无码人妻一区二区三区在线不卡_日韩A级毛片免费视频_高中小鲜肉自慰GAY免费_祼体美女黄色网站_毛片内射一区二区三区_中文字幕伦一区二区三区_国产精品久久青青7777

from arxiv, 43 pages, 3 figures. Some details were added to the proof of Theorem 9. Section V-C was added with some discussion of the maximal error case. Some other minor edits

A new converse bound is presented for the two-user multiple-access channel under the average probability of error constraint. This bound shows that for most channels of interest, the second-order coding rate -- that is, the difference between the best achievable rates and the asymptotic capacity region as a function of blocklength $n$ with fixed probability of error -- is $O(1/\sqrt{n})$ bits per channel use. The principal tool behind this converse proof is a new measure of dependence between two random variables called wringing dependence, as it is inspired by Ahlswede's wringing technique. The $O(1/\sqrt{n})$ gap is shown to hold for any channel satisfying certain regularity conditions, which includes all discrete-memoryless channels and the Gaussian multiple-access channel. Exact upper bounds as a function of the probability of error are proved for the coefficient in the $O(1/\sqrt{n})$ term, although for most channels they do not match existing achievable bounds.

相關內容

通道

關注 1

奇異的 · UniFormer · 線性的 · 正則化項 · 查準率/準確率 ·

2021 年 11 月 24 日

On the convergence of Broyden's method and some accelerated schemes for singular problems

Florian Mannel

from arxiv, 32 pages, 8 tables, 1 figure

We consider Broyden's method and some accelerated schemes for nonlinear equations having a strongly regular singularity of first order with a one-dimensional nullspace. Our two main results are as follows. First, we show that the use of a preceding Newton--like step ensures convergence for starting points in a starlike domain with density 1. This extends the domain of convergence of these methods significantly. Second, we establish that the matrix updates of Broyden's method converge q-linearly with the same asymptotic factor as the iterates. This contributes to the long--standing question whether the Broyden matrices converge by showing that this is indeed the case for the setting at hand. Furthermore, we prove that the Broyden directions violate uniform linear independence, which implies that existing results for convergence of the Broyden matrices cannot be applied. Numerical experiments of high precision confirm the enlarged domain of convergence, the q-linear convergence of the matrix updates, and the lack of uniform linear independence. In addition, they suggest that these results can be extended to singularities of higher order and that Broyden's method can converge r-linearly without converging q-linearly. The underlying code is freely available.
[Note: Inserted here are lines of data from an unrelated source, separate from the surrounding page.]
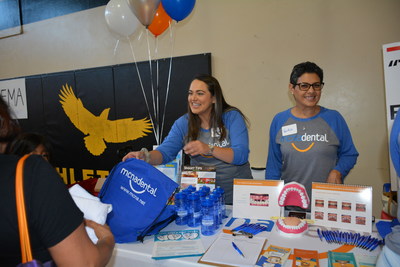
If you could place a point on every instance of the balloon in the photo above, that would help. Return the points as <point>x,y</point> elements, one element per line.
<point>178,9</point>
<point>160,22</point>
<point>144,10</point>
<point>120,18</point>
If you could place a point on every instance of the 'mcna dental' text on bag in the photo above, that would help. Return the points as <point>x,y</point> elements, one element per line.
<point>139,194</point>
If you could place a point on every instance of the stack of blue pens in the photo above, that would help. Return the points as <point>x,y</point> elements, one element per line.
<point>355,239</point>
<point>249,229</point>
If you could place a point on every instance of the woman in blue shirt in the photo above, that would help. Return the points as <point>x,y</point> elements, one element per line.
<point>212,133</point>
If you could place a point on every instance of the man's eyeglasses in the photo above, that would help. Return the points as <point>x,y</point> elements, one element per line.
<point>306,86</point>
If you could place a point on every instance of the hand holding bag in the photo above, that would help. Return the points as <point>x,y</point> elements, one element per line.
<point>26,252</point>
<point>139,194</point>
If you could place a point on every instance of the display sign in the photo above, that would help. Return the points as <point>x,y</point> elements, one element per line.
<point>391,67</point>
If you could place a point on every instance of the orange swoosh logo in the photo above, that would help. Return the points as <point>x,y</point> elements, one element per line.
<point>302,150</point>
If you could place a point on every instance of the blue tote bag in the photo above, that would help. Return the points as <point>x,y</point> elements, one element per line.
<point>138,193</point>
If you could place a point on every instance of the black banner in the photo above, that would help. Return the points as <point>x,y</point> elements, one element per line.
<point>88,115</point>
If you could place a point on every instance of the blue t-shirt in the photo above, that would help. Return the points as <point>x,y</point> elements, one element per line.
<point>306,150</point>
<point>237,139</point>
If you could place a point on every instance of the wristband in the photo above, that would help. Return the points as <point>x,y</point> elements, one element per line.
<point>146,154</point>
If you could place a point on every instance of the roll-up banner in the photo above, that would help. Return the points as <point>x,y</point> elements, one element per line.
<point>391,65</point>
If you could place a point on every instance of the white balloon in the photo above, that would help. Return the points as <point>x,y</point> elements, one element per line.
<point>120,18</point>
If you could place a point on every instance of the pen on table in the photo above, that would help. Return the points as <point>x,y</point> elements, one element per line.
<point>237,249</point>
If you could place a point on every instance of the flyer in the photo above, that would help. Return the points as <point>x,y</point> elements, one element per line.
<point>174,244</point>
<point>256,199</point>
<point>198,176</point>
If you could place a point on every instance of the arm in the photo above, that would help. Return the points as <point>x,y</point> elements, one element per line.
<point>239,136</point>
<point>169,148</point>
<point>57,222</point>
<point>274,162</point>
<point>347,153</point>
<point>84,252</point>
<point>237,153</point>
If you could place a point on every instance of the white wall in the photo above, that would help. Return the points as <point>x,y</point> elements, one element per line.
<point>254,45</point>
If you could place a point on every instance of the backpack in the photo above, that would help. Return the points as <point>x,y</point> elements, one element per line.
<point>139,194</point>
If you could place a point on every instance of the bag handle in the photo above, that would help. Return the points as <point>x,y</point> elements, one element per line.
<point>26,252</point>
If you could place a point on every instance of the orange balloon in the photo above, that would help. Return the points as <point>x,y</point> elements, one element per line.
<point>160,22</point>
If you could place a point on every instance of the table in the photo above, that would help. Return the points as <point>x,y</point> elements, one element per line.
<point>139,254</point>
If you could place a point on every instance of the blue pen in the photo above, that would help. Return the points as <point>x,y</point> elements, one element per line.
<point>237,249</point>
<point>373,241</point>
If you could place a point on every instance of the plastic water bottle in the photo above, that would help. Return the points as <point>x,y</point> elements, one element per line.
<point>181,209</point>
<point>194,210</point>
<point>218,205</point>
<point>207,219</point>
<point>222,201</point>
<point>206,189</point>
<point>214,200</point>
<point>191,188</point>
<point>203,194</point>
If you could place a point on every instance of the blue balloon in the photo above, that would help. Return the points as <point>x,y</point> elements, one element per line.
<point>178,9</point>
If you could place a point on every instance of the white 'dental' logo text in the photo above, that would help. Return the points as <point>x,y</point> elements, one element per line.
<point>139,181</point>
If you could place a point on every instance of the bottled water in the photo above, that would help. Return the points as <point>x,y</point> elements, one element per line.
<point>222,201</point>
<point>194,210</point>
<point>181,209</point>
<point>208,220</point>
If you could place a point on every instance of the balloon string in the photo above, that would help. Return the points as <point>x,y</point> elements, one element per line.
<point>152,84</point>
<point>141,85</point>
<point>172,42</point>
<point>115,48</point>
<point>157,87</point>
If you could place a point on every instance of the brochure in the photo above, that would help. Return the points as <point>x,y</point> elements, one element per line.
<point>198,176</point>
<point>341,259</point>
<point>304,257</point>
<point>174,244</point>
<point>274,256</point>
<point>256,199</point>
<point>342,206</point>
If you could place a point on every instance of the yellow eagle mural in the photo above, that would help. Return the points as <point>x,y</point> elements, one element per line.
<point>98,129</point>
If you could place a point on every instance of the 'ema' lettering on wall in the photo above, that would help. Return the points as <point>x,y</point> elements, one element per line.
<point>14,93</point>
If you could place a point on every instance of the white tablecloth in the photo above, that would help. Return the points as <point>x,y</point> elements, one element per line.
<point>139,254</point>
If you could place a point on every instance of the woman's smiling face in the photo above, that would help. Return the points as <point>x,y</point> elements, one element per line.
<point>200,98</point>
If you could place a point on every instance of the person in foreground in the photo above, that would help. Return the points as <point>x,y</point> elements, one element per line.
<point>212,133</point>
<point>309,143</point>
<point>56,225</point>
<point>390,255</point>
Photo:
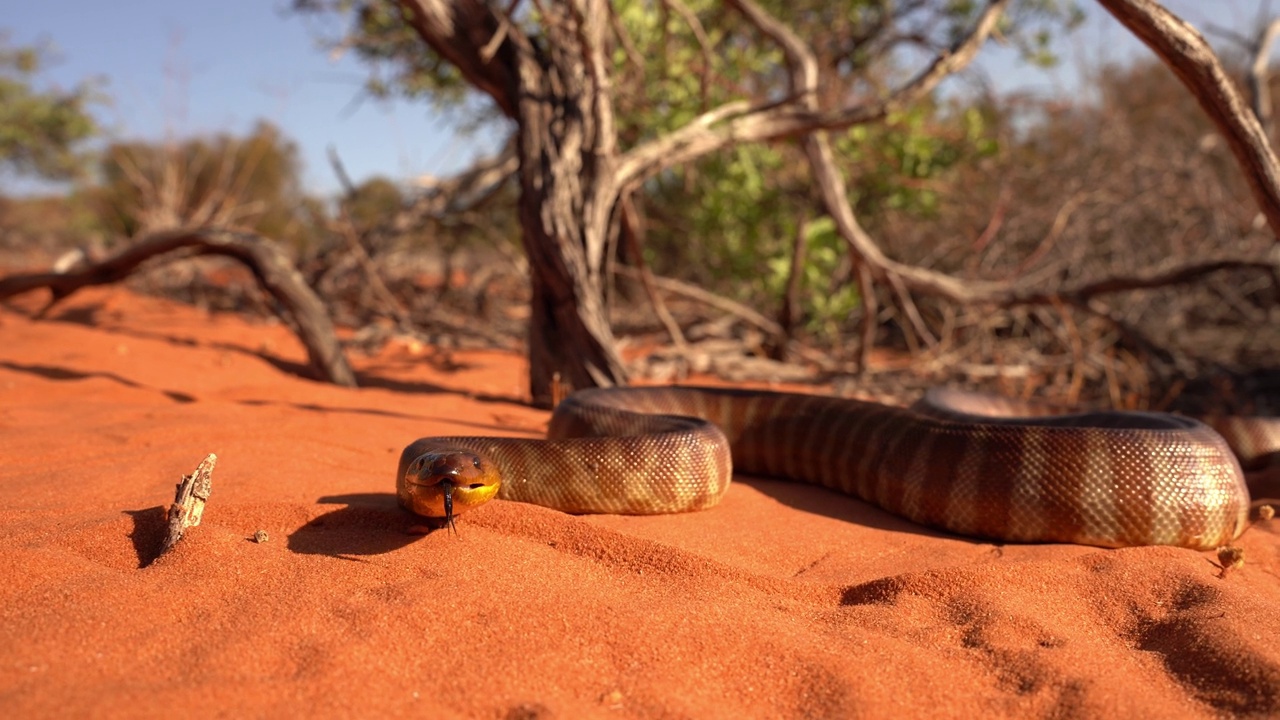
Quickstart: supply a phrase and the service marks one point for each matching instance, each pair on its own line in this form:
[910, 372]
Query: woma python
[1109, 479]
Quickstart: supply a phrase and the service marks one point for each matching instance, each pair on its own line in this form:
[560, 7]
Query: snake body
[1109, 479]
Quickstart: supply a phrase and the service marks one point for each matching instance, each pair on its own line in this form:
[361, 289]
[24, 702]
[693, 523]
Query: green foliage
[728, 219]
[373, 201]
[41, 130]
[250, 182]
[828, 297]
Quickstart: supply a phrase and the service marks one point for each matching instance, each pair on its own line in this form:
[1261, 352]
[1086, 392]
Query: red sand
[784, 601]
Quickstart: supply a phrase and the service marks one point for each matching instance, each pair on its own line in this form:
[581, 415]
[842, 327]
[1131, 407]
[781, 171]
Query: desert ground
[785, 601]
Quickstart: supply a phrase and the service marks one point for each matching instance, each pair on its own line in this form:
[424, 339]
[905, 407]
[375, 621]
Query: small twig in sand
[188, 502]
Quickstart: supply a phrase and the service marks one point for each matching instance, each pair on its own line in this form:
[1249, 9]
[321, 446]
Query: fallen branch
[266, 259]
[188, 502]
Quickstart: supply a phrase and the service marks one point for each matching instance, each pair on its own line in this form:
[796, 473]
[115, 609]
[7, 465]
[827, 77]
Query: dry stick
[188, 502]
[1193, 62]
[1260, 76]
[357, 249]
[789, 315]
[736, 309]
[871, 311]
[270, 265]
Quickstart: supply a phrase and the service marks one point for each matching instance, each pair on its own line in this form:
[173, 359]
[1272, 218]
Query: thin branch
[1192, 59]
[741, 122]
[270, 265]
[1260, 76]
[707, 297]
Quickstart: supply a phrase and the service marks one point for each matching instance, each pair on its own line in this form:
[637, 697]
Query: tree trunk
[557, 91]
[567, 199]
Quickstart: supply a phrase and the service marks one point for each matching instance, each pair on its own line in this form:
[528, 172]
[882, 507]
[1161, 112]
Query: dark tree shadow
[54, 373]
[369, 524]
[150, 527]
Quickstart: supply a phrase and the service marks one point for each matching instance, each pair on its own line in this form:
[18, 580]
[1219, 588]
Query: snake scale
[955, 460]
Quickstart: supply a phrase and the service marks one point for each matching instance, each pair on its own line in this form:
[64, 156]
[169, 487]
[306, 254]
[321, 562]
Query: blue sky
[188, 68]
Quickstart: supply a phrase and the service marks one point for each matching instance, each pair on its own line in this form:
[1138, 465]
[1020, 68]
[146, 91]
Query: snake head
[444, 482]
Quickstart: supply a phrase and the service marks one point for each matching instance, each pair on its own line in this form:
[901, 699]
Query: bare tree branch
[1192, 59]
[1260, 76]
[265, 258]
[741, 122]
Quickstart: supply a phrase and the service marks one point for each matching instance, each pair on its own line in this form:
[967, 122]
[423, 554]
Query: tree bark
[1192, 59]
[558, 94]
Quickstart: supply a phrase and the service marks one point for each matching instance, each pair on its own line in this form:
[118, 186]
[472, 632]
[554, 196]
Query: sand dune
[785, 601]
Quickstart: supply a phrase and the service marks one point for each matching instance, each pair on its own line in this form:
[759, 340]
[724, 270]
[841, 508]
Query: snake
[968, 463]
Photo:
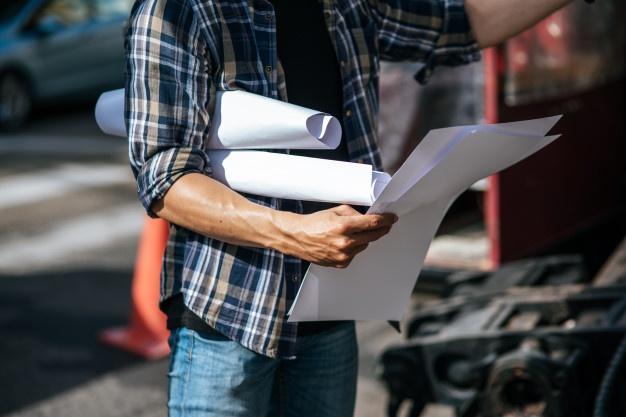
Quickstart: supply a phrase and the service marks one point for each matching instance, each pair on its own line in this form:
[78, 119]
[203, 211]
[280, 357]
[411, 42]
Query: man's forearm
[494, 21]
[329, 237]
[199, 203]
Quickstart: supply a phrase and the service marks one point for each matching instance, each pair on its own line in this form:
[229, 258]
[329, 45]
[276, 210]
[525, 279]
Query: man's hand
[333, 237]
[329, 237]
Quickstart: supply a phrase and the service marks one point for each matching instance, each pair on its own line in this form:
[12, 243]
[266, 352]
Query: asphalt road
[69, 222]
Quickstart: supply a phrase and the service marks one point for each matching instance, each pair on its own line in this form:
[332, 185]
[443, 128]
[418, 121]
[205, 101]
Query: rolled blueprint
[110, 113]
[298, 177]
[243, 120]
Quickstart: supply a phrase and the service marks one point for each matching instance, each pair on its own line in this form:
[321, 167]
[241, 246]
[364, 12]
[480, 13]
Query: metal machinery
[534, 351]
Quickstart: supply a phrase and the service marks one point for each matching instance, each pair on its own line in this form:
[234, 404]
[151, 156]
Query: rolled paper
[243, 120]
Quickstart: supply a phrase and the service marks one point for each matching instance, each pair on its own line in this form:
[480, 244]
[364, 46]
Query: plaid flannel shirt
[179, 52]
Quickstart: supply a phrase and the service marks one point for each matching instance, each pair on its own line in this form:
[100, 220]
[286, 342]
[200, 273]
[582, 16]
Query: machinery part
[15, 100]
[530, 351]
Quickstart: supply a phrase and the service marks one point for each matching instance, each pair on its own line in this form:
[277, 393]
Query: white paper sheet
[378, 283]
[297, 177]
[243, 120]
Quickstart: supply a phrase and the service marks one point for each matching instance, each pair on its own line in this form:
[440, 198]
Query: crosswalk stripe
[57, 245]
[41, 185]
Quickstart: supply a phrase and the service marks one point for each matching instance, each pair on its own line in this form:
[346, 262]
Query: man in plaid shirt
[233, 263]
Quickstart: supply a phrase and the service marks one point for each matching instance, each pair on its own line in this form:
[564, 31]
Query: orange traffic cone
[146, 334]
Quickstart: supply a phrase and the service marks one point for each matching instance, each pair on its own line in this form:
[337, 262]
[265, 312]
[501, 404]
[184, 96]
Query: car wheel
[15, 101]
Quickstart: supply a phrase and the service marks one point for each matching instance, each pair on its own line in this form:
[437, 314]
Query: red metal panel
[573, 184]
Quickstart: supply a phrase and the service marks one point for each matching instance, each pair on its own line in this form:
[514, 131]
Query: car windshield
[9, 10]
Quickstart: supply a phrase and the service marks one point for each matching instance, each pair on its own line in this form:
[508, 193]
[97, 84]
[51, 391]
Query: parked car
[58, 50]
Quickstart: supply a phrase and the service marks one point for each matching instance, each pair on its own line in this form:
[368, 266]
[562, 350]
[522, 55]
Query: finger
[361, 223]
[370, 235]
[345, 210]
[357, 249]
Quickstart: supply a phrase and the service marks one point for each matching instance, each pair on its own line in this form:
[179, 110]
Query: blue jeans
[212, 376]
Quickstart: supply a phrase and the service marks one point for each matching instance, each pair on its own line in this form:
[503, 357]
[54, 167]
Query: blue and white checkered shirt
[179, 52]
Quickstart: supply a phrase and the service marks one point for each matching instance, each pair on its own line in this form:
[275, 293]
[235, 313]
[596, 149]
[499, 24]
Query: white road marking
[68, 240]
[60, 145]
[41, 185]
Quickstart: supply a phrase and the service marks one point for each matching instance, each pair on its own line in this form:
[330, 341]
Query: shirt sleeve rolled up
[167, 96]
[433, 32]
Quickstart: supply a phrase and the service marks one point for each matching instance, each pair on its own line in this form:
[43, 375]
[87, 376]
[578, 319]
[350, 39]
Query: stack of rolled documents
[245, 123]
[376, 286]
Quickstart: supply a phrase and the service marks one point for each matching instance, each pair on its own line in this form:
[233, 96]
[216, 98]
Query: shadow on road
[49, 325]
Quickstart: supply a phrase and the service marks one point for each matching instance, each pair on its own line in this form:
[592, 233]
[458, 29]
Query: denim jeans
[212, 376]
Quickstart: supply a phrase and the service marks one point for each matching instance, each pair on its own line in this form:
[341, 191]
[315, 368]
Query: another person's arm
[494, 21]
[450, 32]
[168, 92]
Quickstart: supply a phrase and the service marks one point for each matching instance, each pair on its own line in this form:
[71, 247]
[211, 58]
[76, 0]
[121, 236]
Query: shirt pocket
[366, 49]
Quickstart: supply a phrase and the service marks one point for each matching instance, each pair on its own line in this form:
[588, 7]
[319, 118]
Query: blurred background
[519, 311]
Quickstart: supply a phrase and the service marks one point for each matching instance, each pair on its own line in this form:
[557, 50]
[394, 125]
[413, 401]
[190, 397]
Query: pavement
[69, 222]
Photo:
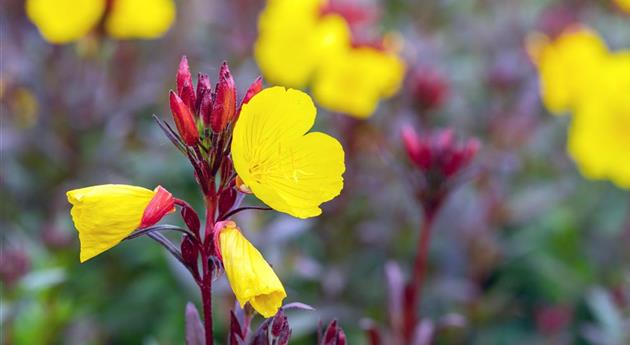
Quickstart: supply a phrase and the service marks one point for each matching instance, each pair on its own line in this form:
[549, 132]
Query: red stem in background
[413, 295]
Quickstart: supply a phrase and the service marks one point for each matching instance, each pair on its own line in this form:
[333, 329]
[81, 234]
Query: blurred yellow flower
[105, 214]
[623, 4]
[355, 81]
[250, 276]
[567, 66]
[293, 40]
[289, 169]
[145, 19]
[299, 45]
[599, 136]
[63, 21]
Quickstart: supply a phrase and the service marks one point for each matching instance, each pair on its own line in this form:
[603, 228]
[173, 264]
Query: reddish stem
[206, 297]
[206, 253]
[413, 295]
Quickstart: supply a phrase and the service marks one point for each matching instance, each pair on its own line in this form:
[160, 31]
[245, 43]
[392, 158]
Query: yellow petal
[353, 82]
[599, 136]
[250, 276]
[145, 19]
[568, 67]
[105, 214]
[288, 170]
[623, 4]
[293, 40]
[63, 21]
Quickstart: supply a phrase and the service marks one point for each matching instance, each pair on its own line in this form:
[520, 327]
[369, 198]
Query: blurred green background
[526, 252]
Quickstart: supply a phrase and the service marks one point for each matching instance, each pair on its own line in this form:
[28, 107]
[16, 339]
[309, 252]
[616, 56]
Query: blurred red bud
[429, 88]
[224, 103]
[417, 150]
[184, 120]
[183, 75]
[439, 151]
[161, 204]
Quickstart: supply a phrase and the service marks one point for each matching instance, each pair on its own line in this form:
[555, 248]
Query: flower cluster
[261, 147]
[579, 74]
[64, 21]
[320, 43]
[439, 159]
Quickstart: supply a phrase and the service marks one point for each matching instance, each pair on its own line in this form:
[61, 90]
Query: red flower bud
[183, 75]
[224, 103]
[184, 120]
[188, 96]
[417, 149]
[255, 88]
[205, 107]
[161, 204]
[203, 86]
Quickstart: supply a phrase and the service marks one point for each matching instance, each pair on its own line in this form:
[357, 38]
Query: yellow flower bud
[250, 276]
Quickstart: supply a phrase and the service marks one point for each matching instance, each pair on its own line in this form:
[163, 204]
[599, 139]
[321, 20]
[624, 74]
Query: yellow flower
[567, 66]
[599, 136]
[355, 81]
[293, 40]
[290, 170]
[250, 276]
[146, 19]
[623, 5]
[105, 214]
[63, 21]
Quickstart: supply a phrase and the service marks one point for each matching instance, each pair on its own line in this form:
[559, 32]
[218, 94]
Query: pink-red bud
[184, 120]
[161, 204]
[188, 96]
[429, 88]
[417, 149]
[224, 103]
[183, 75]
[255, 88]
[203, 86]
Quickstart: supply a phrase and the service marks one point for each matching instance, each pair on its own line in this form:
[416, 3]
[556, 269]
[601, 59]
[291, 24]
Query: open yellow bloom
[623, 4]
[354, 82]
[289, 169]
[147, 19]
[63, 21]
[599, 137]
[567, 66]
[293, 40]
[250, 276]
[105, 214]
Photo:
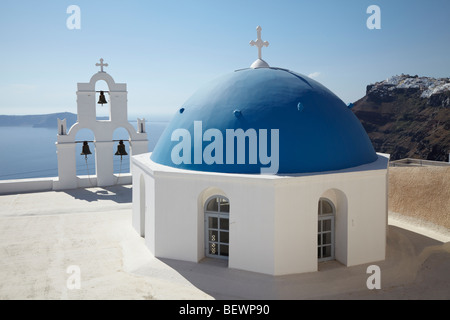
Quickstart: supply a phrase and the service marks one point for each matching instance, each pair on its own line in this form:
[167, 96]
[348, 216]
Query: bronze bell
[102, 99]
[85, 151]
[121, 150]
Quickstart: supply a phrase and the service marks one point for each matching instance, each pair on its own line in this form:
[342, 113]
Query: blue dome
[314, 130]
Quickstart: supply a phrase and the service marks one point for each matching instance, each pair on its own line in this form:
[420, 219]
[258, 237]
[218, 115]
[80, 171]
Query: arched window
[325, 236]
[217, 210]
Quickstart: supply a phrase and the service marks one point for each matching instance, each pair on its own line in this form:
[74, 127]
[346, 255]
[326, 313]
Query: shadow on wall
[118, 194]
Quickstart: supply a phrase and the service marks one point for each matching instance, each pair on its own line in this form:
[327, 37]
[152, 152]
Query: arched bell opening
[102, 101]
[85, 153]
[121, 151]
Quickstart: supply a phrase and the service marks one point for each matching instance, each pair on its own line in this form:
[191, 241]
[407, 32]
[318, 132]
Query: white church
[266, 169]
[103, 143]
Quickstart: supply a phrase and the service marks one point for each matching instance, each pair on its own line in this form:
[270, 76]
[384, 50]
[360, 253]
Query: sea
[27, 152]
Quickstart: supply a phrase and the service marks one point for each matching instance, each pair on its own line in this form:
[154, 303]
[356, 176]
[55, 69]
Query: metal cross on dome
[101, 65]
[259, 43]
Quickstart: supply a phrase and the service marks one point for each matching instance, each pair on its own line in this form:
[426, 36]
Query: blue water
[28, 152]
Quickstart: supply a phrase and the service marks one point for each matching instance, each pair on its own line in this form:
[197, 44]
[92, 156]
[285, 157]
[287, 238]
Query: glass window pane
[326, 207]
[224, 237]
[224, 250]
[326, 237]
[224, 205]
[326, 251]
[213, 248]
[212, 222]
[224, 224]
[327, 225]
[212, 205]
[213, 235]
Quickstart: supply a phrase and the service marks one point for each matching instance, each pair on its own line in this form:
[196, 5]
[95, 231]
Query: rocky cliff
[408, 117]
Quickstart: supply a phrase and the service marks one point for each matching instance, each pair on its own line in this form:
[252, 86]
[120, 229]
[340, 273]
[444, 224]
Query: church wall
[295, 228]
[273, 220]
[367, 219]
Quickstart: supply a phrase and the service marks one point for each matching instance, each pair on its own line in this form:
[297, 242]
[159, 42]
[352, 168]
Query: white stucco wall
[273, 219]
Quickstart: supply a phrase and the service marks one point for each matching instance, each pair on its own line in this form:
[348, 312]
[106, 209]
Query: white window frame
[321, 218]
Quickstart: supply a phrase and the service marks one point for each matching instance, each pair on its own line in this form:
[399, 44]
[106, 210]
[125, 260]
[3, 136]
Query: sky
[166, 49]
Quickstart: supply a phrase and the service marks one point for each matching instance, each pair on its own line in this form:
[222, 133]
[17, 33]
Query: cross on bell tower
[259, 43]
[101, 65]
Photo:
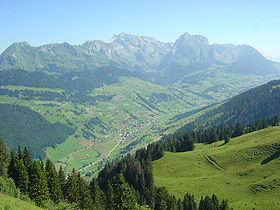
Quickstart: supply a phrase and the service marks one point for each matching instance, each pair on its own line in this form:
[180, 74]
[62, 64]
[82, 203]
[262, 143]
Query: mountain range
[159, 61]
[103, 99]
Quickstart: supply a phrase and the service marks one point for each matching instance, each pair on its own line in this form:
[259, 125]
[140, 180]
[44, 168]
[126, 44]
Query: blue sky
[252, 22]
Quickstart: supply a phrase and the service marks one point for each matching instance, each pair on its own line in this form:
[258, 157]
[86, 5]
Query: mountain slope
[162, 62]
[21, 126]
[244, 171]
[262, 102]
[8, 202]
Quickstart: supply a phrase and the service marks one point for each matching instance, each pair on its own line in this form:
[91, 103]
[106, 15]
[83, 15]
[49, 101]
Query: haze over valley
[132, 122]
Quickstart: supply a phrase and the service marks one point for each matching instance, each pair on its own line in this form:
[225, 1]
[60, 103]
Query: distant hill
[262, 102]
[21, 126]
[242, 171]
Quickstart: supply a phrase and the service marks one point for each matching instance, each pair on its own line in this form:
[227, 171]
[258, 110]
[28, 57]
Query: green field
[8, 202]
[245, 171]
[141, 110]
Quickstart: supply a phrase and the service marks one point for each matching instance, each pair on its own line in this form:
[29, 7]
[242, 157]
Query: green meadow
[245, 171]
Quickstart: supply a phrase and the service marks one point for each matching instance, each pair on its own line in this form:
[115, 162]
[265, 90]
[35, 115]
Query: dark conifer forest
[124, 184]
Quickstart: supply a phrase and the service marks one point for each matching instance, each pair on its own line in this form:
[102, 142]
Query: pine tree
[215, 202]
[109, 196]
[124, 197]
[71, 187]
[62, 180]
[53, 182]
[13, 167]
[19, 153]
[226, 140]
[224, 205]
[27, 160]
[4, 159]
[85, 201]
[38, 187]
[180, 205]
[22, 177]
[97, 195]
[189, 202]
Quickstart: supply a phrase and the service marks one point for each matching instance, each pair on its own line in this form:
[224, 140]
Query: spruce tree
[13, 167]
[53, 182]
[215, 202]
[62, 180]
[124, 197]
[189, 202]
[19, 153]
[85, 201]
[224, 205]
[109, 196]
[97, 195]
[180, 205]
[71, 187]
[27, 160]
[4, 159]
[22, 177]
[38, 187]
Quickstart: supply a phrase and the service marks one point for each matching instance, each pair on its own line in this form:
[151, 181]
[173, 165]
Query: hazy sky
[252, 22]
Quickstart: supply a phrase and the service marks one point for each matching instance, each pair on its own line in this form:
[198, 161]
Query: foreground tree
[53, 182]
[123, 197]
[4, 159]
[22, 177]
[38, 187]
[97, 195]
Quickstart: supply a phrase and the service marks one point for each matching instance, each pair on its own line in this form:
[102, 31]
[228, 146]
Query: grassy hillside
[261, 102]
[8, 202]
[245, 171]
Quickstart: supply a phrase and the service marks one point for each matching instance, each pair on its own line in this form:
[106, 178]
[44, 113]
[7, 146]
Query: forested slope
[22, 126]
[262, 102]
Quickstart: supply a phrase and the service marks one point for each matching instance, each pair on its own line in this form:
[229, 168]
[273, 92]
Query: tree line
[126, 184]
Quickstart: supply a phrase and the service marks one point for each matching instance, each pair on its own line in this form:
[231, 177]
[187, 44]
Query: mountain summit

ARM · 賭博機/老虎機 · 樣本 · Weight · 目標函數 ·

2021 年 11 月 24 日

Policy Choice and Best Arm Identification: Asymptotic Analysis of Exploration Sampling

Kaito Ariu,Masahiro Kato,Junpei Komiyama,Kenichiro McAlinn,Chao Qin

from arxiv, Submitted to Econometrica

We consider the "policy choice" problem -- otherwise known as best arm identification in the bandit literature -- proposed by Kasy and Sautmann (2021) for adaptive experimental design. Theorem 1 of Kasy and Sautmann (2021) provides three asymptotic results that give theoretical guarantees for exploration sampling developed for this setting. We first show that the proof of Theorem 1 (1) has technical issues, and the proof and statement of Theorem 1 (2) are incorrect. We then show, through a counterexample, that Theorem 1 (3) is false. For the former two, we correct the statements and provide rigorous proofs. For Theorem 1 (3), we propose an alternative objective function, which we call posterior weighted policy regret, and derive the asymptotic optimality of exploration sampling.

INFORMS · 極小點 · 互信息 · CASE · Extensibility ·

2021 年 11 月 24 日

The CEO problem with inter-block memory

Victoria Kostina,Babak Hassibi

An $n$-dimensional source with memory is observed by $K$ isolated encoders via parallel channels, who compress their observations to transmit to the decoder via noiseless rate-constrained links while leveraging their memory of the past. At each time instant, the decoder receives $K$ new codewords from the observers, combines them with the past received codewords, and produces a minimum-distortion estimate of the latest block of $n$ source symbols. This scenario extends the classical one-shot CEO problem to multiple rounds of communication with communicators maintaining the memory of the past. We extend the Berger-Tung inner and outer bounds to the scenario with inter-block memory, showing that the minimum asymptotically (as $n \to \infty$) achievable sum rate required to achieve a target distortion is bounded by minimal directed mutual information problems. For the Gauss-Markov source observed via $K$ parallel AWGN channels, we show that the inner bound is tight and solve the corresponding minimal directed mutual information problem, thereby establishing the minimum asymptotically achievable sum rate. Finally, we explicitly bound the rate loss due to a lack of communication among the observers; that bound is attained with equality in the case of identical observation channels. The general coding theorem is proved via a new nonasymptotic bound that uses stochastic likelihood coders and whose asymptotic analysis yields an extension of the Berger-Tung inner bound to the causal setting. The analysis of the Gaussian case is facilitated by reversing the channels of the observers.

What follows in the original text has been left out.